This thread was originally created for gathering feedback on a proposal. But with discussions came new insights. I’ve cancelled the proposal in favour of the discussion, which (hopefully) will lead to a new kind of proposal.
The original proposal can still be found here. But please join the discussion for a better solution!
The explanation and reason haven’t justified this. taxon= is exactly not meant to be parsed, It’s a method to fill in the taxonomy without ranking it. What’s the problem with using species= , taxon:*= ?

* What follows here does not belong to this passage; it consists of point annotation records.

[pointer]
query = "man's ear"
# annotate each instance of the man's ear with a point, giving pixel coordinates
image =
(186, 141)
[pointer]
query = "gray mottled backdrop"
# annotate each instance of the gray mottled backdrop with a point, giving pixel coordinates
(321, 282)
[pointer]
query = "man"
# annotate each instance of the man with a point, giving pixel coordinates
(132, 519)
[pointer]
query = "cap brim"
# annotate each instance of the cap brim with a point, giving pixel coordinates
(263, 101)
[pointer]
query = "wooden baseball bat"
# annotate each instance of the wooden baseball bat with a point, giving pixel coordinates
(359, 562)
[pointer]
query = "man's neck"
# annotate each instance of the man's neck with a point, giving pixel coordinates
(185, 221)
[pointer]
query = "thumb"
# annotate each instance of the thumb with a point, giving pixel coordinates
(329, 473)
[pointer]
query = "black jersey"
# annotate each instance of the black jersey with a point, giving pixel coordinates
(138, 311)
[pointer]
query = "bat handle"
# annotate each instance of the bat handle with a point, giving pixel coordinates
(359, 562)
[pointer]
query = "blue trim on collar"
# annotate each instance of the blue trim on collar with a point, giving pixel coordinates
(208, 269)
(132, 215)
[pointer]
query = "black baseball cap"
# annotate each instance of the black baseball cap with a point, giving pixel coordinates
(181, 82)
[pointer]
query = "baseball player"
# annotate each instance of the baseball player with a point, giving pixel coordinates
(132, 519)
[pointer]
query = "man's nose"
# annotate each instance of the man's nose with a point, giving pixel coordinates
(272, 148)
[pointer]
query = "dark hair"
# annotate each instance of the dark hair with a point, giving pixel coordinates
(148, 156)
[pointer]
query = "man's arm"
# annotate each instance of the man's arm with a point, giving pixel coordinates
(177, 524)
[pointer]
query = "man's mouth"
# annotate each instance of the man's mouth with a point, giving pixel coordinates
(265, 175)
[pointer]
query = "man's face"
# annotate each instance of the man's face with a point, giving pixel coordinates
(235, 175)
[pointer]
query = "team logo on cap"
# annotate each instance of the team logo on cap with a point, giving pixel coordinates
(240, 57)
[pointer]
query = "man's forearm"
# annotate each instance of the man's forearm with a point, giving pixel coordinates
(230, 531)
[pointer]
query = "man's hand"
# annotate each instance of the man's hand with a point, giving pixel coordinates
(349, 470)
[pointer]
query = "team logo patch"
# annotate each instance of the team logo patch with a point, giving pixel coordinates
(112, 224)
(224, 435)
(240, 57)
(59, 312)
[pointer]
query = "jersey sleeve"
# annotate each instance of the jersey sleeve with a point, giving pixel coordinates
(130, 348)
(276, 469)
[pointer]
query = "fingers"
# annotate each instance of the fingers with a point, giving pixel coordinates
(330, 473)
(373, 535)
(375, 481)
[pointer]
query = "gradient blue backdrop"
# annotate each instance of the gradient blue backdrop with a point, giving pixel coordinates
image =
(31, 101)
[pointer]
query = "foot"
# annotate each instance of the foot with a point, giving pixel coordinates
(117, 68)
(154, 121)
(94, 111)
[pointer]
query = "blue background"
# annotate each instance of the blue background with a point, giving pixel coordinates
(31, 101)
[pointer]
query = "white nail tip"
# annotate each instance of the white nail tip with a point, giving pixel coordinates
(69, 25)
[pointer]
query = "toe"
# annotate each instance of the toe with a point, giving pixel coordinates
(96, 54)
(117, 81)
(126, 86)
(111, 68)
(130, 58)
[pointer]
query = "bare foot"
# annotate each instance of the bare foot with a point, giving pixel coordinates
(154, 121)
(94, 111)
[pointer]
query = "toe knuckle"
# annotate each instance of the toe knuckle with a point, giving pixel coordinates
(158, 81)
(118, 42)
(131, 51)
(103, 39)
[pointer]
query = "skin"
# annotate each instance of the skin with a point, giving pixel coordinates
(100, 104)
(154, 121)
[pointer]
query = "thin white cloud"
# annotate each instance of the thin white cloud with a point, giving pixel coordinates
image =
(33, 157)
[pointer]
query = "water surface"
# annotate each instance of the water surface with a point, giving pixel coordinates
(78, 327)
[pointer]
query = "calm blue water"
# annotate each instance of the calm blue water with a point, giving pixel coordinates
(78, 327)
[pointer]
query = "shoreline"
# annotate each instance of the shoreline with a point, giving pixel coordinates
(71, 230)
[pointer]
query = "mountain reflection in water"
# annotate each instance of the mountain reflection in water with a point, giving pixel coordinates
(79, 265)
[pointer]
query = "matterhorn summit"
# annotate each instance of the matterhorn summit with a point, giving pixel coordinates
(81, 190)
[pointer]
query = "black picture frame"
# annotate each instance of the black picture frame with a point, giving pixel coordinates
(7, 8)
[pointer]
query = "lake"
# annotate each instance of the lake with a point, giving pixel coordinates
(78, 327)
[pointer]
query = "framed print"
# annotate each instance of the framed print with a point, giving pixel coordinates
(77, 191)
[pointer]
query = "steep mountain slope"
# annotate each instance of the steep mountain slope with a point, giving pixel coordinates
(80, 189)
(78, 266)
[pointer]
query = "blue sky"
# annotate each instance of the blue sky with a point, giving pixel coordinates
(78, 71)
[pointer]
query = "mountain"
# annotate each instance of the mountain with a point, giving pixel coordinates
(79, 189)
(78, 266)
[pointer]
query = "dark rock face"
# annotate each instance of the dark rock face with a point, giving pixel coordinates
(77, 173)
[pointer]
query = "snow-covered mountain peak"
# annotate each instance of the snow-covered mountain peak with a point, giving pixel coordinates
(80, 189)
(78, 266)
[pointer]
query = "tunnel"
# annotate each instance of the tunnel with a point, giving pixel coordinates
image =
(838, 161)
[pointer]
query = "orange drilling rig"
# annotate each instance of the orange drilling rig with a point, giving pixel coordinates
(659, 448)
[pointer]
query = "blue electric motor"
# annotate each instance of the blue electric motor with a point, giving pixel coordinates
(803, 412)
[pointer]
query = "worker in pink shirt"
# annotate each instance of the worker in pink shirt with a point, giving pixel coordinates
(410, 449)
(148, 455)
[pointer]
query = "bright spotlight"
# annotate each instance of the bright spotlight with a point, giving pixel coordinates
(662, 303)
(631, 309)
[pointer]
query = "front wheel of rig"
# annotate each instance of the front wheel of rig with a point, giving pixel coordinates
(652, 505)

That’s a fair question, we’re having a similar discussion in the Dutch community. Where I’m aming at with this proposal, is infraspecific names such as subspecies and cultivar. I think there is a lacking of consensus over how to tag these. One person prefers to add everything to the species=* tag, the other uses taxon=* in combination with unnecessary infraspecific tags. For example, taxon:cultivar=Flame, says something about taxon=*. That’s a tag saying something about another tag and a tag that is useless by itself, which (I heard) is a thing we should prevent.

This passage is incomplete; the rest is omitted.